ANGLICAN-INFORMATION observes that: The Mugabe regime (post election defeat) policy now seems clear - it is as follows:
Soften up population by systematic violence, beatings and threats.
Call a recount in 23 electoral districts (22 of which were won by the opposition MDC party) – recount and declare that Zanu-PF has not after all lost the election. This ‘recount’ has started today 19th April.
Once a parliamentary majority is re-established release the ‘massaged’ presidential results and call for a run-off.
‘Win’ the re-run presidential election by paying close attention to getting the right result.
Reinstate the ‘victor’ President Mugabe.
Business as usual for the privileged ruling elite
Speak up – we can’t hear you
A deafening silence has been emitted from a number of quarters about this appalling state of affairs, not least from the House of Bishops, Anglican Province of Central Africa. Bishop Sebastian Bakare struggling in the front line to regain the Diocese of Harare from the clutches of Nolbert Kunonga being a brave exception.
At the same time and now inevitably caught up in what is happening with the Mugabe regime, the Zimbabwean exemplar of stolen elections is mirrored in the Anglican Province of Central Africa. The Bishops invite comparison with Mugabe in their continued endeavours to maintain their grip on power by installing their own candidates in the Malawian dioceses of Lake Malawi and Upper Shire, despite having lost the elections and gone against the will of the people.
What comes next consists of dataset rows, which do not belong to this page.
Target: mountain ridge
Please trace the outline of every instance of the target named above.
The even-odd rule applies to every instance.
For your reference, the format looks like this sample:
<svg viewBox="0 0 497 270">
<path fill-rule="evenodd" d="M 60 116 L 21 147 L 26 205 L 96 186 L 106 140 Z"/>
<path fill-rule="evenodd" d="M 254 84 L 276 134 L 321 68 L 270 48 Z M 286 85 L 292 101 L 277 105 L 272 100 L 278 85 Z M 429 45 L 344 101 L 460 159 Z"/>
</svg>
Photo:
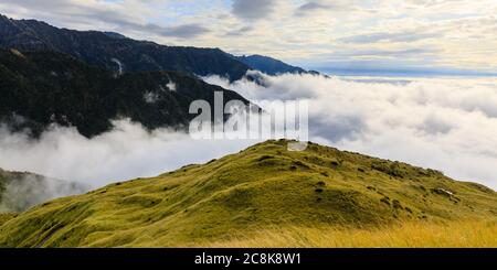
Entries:
<svg viewBox="0 0 497 270">
<path fill-rule="evenodd" d="M 0 50 L 0 121 L 13 131 L 27 128 L 33 136 L 50 125 L 76 127 L 93 137 L 112 129 L 112 120 L 129 118 L 145 128 L 184 130 L 195 117 L 197 99 L 214 104 L 250 101 L 239 94 L 178 72 L 117 75 L 57 52 Z"/>
<path fill-rule="evenodd" d="M 267 226 L 493 220 L 497 193 L 441 172 L 267 141 L 202 165 L 59 198 L 10 218 L 2 247 L 184 247 Z"/>
<path fill-rule="evenodd" d="M 110 71 L 178 71 L 190 75 L 242 78 L 258 69 L 276 75 L 305 72 L 281 61 L 257 55 L 236 57 L 220 48 L 167 46 L 129 39 L 120 33 L 75 31 L 38 20 L 13 20 L 0 14 L 0 46 L 19 51 L 56 51 Z M 116 62 L 120 64 L 116 65 Z M 247 65 L 246 63 L 251 65 Z"/>
</svg>

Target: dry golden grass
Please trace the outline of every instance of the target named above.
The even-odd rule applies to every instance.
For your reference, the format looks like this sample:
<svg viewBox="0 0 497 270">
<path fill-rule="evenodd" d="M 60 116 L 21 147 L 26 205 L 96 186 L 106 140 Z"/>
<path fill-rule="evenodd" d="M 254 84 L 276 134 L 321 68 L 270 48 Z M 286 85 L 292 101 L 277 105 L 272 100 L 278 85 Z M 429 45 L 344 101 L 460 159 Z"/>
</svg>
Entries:
<svg viewBox="0 0 497 270">
<path fill-rule="evenodd" d="M 497 247 L 497 223 L 413 222 L 376 229 L 272 228 L 201 246 L 220 248 L 495 248 Z"/>
</svg>

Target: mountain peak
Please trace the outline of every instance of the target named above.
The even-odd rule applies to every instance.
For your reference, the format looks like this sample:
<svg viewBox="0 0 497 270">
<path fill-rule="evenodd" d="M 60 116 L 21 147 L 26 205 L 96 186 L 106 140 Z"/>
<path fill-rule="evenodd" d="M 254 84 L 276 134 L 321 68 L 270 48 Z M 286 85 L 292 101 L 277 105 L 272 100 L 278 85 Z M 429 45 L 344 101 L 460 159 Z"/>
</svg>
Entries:
<svg viewBox="0 0 497 270">
<path fill-rule="evenodd" d="M 494 191 L 434 170 L 287 143 L 45 203 L 3 225 L 0 246 L 184 247 L 268 226 L 381 228 L 497 213 Z"/>
</svg>

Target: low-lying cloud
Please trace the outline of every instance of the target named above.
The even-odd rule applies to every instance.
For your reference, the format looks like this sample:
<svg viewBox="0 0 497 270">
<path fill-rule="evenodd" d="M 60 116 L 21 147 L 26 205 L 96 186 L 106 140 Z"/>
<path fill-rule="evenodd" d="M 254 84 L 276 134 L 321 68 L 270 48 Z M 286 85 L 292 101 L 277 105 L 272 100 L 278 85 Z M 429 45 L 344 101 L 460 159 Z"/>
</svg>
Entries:
<svg viewBox="0 0 497 270">
<path fill-rule="evenodd" d="M 87 139 L 75 128 L 53 127 L 40 139 L 0 128 L 0 168 L 29 171 L 96 188 L 134 177 L 156 176 L 191 163 L 236 152 L 255 140 L 193 140 L 184 132 L 147 131 L 129 120 Z"/>
<path fill-rule="evenodd" d="M 496 79 L 399 83 L 288 74 L 263 75 L 263 84 L 205 80 L 248 99 L 307 99 L 313 141 L 497 187 Z"/>
<path fill-rule="evenodd" d="M 497 187 L 495 79 L 260 76 L 261 84 L 246 79 L 230 84 L 216 76 L 204 79 L 250 100 L 307 100 L 311 141 Z M 112 131 L 92 139 L 74 128 L 53 127 L 38 140 L 0 127 L 0 168 L 95 188 L 208 162 L 260 141 L 193 140 L 168 129 L 148 132 L 129 120 L 114 125 Z"/>
</svg>

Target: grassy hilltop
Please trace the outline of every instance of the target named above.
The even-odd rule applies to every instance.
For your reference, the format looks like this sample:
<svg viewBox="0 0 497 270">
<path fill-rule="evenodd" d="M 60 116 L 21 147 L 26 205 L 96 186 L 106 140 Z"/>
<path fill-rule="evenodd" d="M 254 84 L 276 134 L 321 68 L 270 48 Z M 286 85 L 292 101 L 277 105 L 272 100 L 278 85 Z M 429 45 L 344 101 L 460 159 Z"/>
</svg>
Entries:
<svg viewBox="0 0 497 270">
<path fill-rule="evenodd" d="M 497 246 L 497 193 L 441 172 L 267 141 L 2 217 L 0 247 Z"/>
</svg>

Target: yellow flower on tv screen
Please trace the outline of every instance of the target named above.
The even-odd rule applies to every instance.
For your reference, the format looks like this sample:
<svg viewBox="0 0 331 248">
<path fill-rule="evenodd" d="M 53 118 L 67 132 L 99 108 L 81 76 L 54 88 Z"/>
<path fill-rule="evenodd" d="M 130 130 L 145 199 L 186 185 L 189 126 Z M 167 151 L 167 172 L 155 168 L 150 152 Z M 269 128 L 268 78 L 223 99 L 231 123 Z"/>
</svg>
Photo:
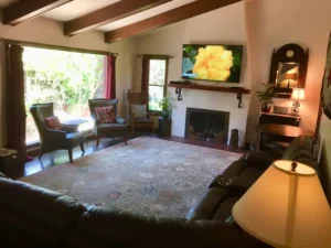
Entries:
<svg viewBox="0 0 331 248">
<path fill-rule="evenodd" d="M 193 73 L 197 75 L 196 79 L 226 80 L 231 75 L 234 57 L 232 51 L 221 45 L 207 45 L 199 50 L 195 60 Z"/>
</svg>

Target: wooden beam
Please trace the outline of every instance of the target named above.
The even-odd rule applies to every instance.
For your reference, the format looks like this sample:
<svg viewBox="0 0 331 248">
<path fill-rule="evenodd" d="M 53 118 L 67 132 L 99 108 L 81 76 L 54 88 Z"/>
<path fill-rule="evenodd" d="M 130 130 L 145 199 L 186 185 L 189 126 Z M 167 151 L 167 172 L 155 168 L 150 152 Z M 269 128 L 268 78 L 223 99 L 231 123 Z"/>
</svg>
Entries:
<svg viewBox="0 0 331 248">
<path fill-rule="evenodd" d="M 84 17 L 65 22 L 64 34 L 75 35 L 83 31 L 105 25 L 170 1 L 171 0 L 119 1 Z"/>
<path fill-rule="evenodd" d="M 242 0 L 199 0 L 147 20 L 105 33 L 105 42 L 110 43 L 136 34 L 177 23 L 220 9 Z"/>
<path fill-rule="evenodd" d="M 21 0 L 3 9 L 3 24 L 17 25 L 71 1 Z"/>
</svg>

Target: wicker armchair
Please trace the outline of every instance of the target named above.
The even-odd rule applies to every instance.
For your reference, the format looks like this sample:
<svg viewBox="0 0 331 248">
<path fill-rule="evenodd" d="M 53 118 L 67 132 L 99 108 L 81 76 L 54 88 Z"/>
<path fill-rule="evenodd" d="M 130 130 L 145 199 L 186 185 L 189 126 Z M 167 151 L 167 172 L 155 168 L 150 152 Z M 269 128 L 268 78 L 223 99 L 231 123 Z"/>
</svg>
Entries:
<svg viewBox="0 0 331 248">
<path fill-rule="evenodd" d="M 63 130 L 49 129 L 45 126 L 45 118 L 54 116 L 53 103 L 35 104 L 30 107 L 30 112 L 36 125 L 40 134 L 40 157 L 55 150 L 67 150 L 71 163 L 73 163 L 73 149 L 79 144 L 84 154 L 84 133 L 77 132 L 77 127 L 64 126 Z"/>
<path fill-rule="evenodd" d="M 94 133 L 96 136 L 96 147 L 99 145 L 100 138 L 114 138 L 114 137 L 122 137 L 125 143 L 127 144 L 127 140 L 129 137 L 128 125 L 126 125 L 126 120 L 117 116 L 117 99 L 89 99 L 88 107 L 92 115 L 92 118 L 95 121 Z M 108 107 L 113 106 L 116 115 L 116 123 L 99 123 L 96 118 L 95 108 L 96 107 Z"/>
<path fill-rule="evenodd" d="M 148 112 L 148 96 L 143 93 L 131 93 L 128 90 L 129 100 L 129 116 L 130 116 L 130 130 L 135 132 L 136 128 L 150 128 L 151 132 L 154 133 L 154 115 Z M 146 105 L 146 119 L 138 119 L 131 111 L 131 105 Z"/>
</svg>

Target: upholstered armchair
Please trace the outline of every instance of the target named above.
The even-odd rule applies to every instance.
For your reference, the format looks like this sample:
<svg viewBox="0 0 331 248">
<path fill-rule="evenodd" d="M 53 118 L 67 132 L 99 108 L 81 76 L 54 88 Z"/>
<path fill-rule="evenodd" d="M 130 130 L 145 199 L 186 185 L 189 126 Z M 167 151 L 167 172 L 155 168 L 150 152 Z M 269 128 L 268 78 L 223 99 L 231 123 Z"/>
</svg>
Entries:
<svg viewBox="0 0 331 248">
<path fill-rule="evenodd" d="M 92 115 L 92 118 L 95 121 L 94 133 L 96 136 L 96 147 L 99 145 L 100 138 L 114 138 L 114 137 L 122 137 L 125 144 L 127 144 L 128 140 L 128 125 L 126 125 L 126 120 L 120 118 L 117 115 L 117 99 L 89 99 L 88 107 Z M 113 123 L 100 123 L 97 118 L 96 108 L 97 107 L 114 107 L 115 110 L 115 121 Z"/>
<path fill-rule="evenodd" d="M 151 132 L 154 133 L 154 115 L 148 111 L 148 96 L 143 93 L 131 93 L 128 90 L 129 100 L 129 116 L 130 116 L 130 128 L 131 132 L 135 132 L 136 128 L 150 128 Z M 146 105 L 143 118 L 138 118 L 134 110 L 134 105 Z"/>
<path fill-rule="evenodd" d="M 54 117 L 53 103 L 35 104 L 30 107 L 40 136 L 40 157 L 55 150 L 67 150 L 71 163 L 73 163 L 73 149 L 79 144 L 84 154 L 84 133 L 77 131 L 75 126 L 62 126 L 62 130 L 53 130 L 46 127 L 45 118 Z"/>
</svg>

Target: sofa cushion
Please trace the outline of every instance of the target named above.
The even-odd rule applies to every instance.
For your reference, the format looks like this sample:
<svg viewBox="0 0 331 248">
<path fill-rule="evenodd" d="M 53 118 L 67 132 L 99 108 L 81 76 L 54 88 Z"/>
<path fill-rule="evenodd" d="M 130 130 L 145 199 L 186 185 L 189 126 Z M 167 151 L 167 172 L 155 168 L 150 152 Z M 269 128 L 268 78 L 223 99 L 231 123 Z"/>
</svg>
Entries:
<svg viewBox="0 0 331 248">
<path fill-rule="evenodd" d="M 146 105 L 131 105 L 135 119 L 147 119 Z"/>
<path fill-rule="evenodd" d="M 115 123 L 116 115 L 113 106 L 96 107 L 95 115 L 99 123 Z"/>
<path fill-rule="evenodd" d="M 0 177 L 0 207 L 67 230 L 86 208 L 76 200 L 28 183 Z"/>
<path fill-rule="evenodd" d="M 310 137 L 300 136 L 296 138 L 285 150 L 282 160 L 293 160 L 296 151 L 307 150 L 312 153 L 313 140 Z"/>
<path fill-rule="evenodd" d="M 57 116 L 51 116 L 45 118 L 45 126 L 49 129 L 53 130 L 62 130 L 62 125 L 57 118 Z"/>
<path fill-rule="evenodd" d="M 227 190 L 221 186 L 212 187 L 203 198 L 189 212 L 188 218 L 191 220 L 212 219 L 215 211 L 227 196 Z"/>
<path fill-rule="evenodd" d="M 190 222 L 94 207 L 79 219 L 74 247 L 241 248 L 242 231 L 222 222 Z"/>
</svg>

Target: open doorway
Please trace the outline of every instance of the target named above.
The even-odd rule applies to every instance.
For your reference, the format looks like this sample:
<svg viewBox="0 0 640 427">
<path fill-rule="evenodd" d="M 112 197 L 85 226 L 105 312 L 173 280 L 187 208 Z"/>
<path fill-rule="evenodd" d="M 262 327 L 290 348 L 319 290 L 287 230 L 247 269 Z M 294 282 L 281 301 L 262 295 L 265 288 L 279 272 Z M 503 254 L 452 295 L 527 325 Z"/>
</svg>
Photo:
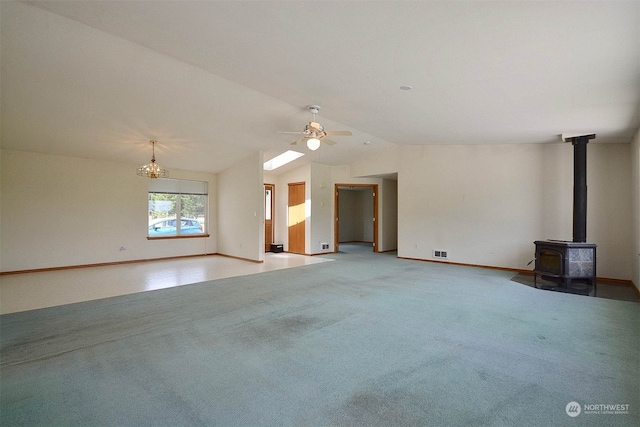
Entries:
<svg viewBox="0 0 640 427">
<path fill-rule="evenodd" d="M 275 188 L 273 184 L 264 184 L 264 251 L 271 251 L 271 244 L 275 243 Z"/>
<path fill-rule="evenodd" d="M 377 224 L 377 184 L 335 185 L 336 252 L 379 252 Z"/>
</svg>

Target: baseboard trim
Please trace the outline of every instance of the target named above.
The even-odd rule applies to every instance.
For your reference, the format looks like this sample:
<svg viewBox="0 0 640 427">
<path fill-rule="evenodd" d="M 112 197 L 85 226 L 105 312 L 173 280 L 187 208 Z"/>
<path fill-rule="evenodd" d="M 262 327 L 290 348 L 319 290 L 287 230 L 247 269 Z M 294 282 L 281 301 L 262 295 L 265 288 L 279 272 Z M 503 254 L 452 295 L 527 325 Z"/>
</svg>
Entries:
<svg viewBox="0 0 640 427">
<path fill-rule="evenodd" d="M 518 273 L 518 274 L 526 274 L 526 275 L 533 276 L 533 270 L 522 270 L 522 269 L 519 269 L 519 268 L 496 267 L 496 266 L 493 266 L 493 265 L 481 265 L 481 264 L 466 264 L 466 263 L 462 263 L 462 262 L 440 261 L 440 260 L 435 260 L 435 259 L 423 259 L 423 258 L 408 258 L 408 257 L 398 257 L 398 258 L 407 259 L 407 260 L 411 260 L 411 261 L 424 261 L 424 262 L 434 262 L 434 263 L 438 263 L 438 264 L 459 265 L 459 266 L 463 266 L 463 267 L 476 267 L 476 268 L 488 268 L 488 269 L 491 269 L 491 270 L 512 271 L 512 272 Z M 635 286 L 635 284 L 633 283 L 632 280 L 612 279 L 610 277 L 597 276 L 596 277 L 596 281 L 607 282 L 608 284 L 619 285 L 619 286 L 632 286 L 635 289 L 636 294 L 638 294 L 638 297 L 640 297 L 640 291 Z"/>
<path fill-rule="evenodd" d="M 240 261 L 253 262 L 253 263 L 256 263 L 256 264 L 262 264 L 264 262 L 264 260 L 260 261 L 260 260 L 257 260 L 257 259 L 242 258 L 242 257 L 235 256 L 235 255 L 227 255 L 227 254 L 220 254 L 220 253 L 218 253 L 216 255 L 223 256 L 225 258 L 239 259 Z"/>
<path fill-rule="evenodd" d="M 0 276 L 9 276 L 12 274 L 40 273 L 45 271 L 76 270 L 80 268 L 91 268 L 91 267 L 108 267 L 112 265 L 138 264 L 142 262 L 168 261 L 173 259 L 197 258 L 197 257 L 214 256 L 214 255 L 225 256 L 218 253 L 212 253 L 212 254 L 178 255 L 178 256 L 161 257 L 161 258 L 143 258 L 143 259 L 132 259 L 127 261 L 98 262 L 94 264 L 78 264 L 78 265 L 65 265 L 61 267 L 34 268 L 30 270 L 0 271 Z"/>
</svg>

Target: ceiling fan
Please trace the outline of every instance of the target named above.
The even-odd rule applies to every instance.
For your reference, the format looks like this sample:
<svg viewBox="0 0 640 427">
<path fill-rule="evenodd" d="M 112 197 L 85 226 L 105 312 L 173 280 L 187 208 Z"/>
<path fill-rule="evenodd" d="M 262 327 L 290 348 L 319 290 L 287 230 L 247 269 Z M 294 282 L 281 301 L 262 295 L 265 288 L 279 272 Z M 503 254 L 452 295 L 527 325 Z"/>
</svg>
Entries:
<svg viewBox="0 0 640 427">
<path fill-rule="evenodd" d="M 298 135 L 302 135 L 302 138 L 296 141 L 293 141 L 291 145 L 297 145 L 298 142 L 302 142 L 304 140 L 307 141 L 307 147 L 310 150 L 315 151 L 320 148 L 320 142 L 324 142 L 327 145 L 334 145 L 336 142 L 327 138 L 327 135 L 344 135 L 351 136 L 353 135 L 350 130 L 324 130 L 324 127 L 316 122 L 316 114 L 320 110 L 319 105 L 309 105 L 307 107 L 309 111 L 313 114 L 313 120 L 309 122 L 308 125 L 304 127 L 302 132 L 278 132 L 278 133 L 294 133 Z"/>
</svg>

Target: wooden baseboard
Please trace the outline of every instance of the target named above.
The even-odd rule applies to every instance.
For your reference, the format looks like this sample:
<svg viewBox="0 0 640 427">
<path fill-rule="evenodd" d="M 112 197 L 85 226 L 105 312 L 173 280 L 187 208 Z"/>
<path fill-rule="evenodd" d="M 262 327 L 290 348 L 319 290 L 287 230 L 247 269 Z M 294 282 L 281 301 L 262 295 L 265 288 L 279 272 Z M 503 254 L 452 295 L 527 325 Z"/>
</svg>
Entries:
<svg viewBox="0 0 640 427">
<path fill-rule="evenodd" d="M 533 276 L 533 270 L 522 270 L 522 269 L 519 269 L 519 268 L 496 267 L 496 266 L 493 266 L 493 265 L 481 265 L 481 264 L 466 264 L 466 263 L 462 263 L 462 262 L 440 261 L 440 260 L 435 260 L 435 259 L 407 258 L 407 257 L 398 257 L 398 258 L 408 259 L 408 260 L 412 260 L 412 261 L 435 262 L 435 263 L 438 263 L 438 264 L 460 265 L 460 266 L 463 266 L 463 267 L 477 267 L 477 268 L 489 268 L 491 270 L 512 271 L 512 272 L 518 273 L 518 274 L 525 274 L 525 275 Z M 609 278 L 609 277 L 600 277 L 600 276 L 598 276 L 598 277 L 596 277 L 596 281 L 598 281 L 598 282 L 606 282 L 608 284 L 620 285 L 620 286 L 632 286 L 635 289 L 635 292 L 640 297 L 640 291 L 638 290 L 638 287 L 631 280 L 612 279 L 612 278 Z"/>
<path fill-rule="evenodd" d="M 239 257 L 239 256 L 234 256 L 234 255 L 227 255 L 227 254 L 220 254 L 220 253 L 218 253 L 216 255 L 223 256 L 225 258 L 239 259 L 240 261 L 254 262 L 256 264 L 262 264 L 264 262 L 264 260 L 260 261 L 260 260 L 257 260 L 257 259 L 242 258 L 242 257 Z"/>
<path fill-rule="evenodd" d="M 79 268 L 107 267 L 111 265 L 137 264 L 141 262 L 167 261 L 167 260 L 173 260 L 173 259 L 197 258 L 197 257 L 205 257 L 205 256 L 213 256 L 213 255 L 222 255 L 222 254 L 213 253 L 213 254 L 179 255 L 179 256 L 162 257 L 162 258 L 144 258 L 144 259 L 133 259 L 133 260 L 127 260 L 127 261 L 99 262 L 94 264 L 79 264 L 79 265 L 65 265 L 61 267 L 34 268 L 31 270 L 0 271 L 0 276 L 8 276 L 11 274 L 39 273 L 44 271 L 75 270 Z"/>
</svg>

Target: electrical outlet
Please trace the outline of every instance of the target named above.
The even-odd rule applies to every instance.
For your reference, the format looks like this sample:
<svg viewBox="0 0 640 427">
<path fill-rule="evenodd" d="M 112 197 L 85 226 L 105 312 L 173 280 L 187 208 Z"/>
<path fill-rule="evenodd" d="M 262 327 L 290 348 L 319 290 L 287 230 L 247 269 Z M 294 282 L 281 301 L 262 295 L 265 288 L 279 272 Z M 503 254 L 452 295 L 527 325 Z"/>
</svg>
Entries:
<svg viewBox="0 0 640 427">
<path fill-rule="evenodd" d="M 449 258 L 449 251 L 446 249 L 434 249 L 433 250 L 434 258 Z"/>
</svg>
The only thing missing is the violence but there is political machination and effective intimidation aplenty.
Of those in the Provincial House of Bishops only Albert Chama of Northern Zambia and James Tengatenga of South Malawi (unfortunately to their shame and embarrassment) have thus far felt able publicly to admit what they are doing; as for the rest of them – not Shona, not Chichewa, not English, nor any of the local African languages but the universal language of Latin shall this time have the last word when speaking of the Anglican Province of Central Africa and its bishops:
‘Qui tacet consentire videtur’ or ‘He who keeps silent apparently approves’.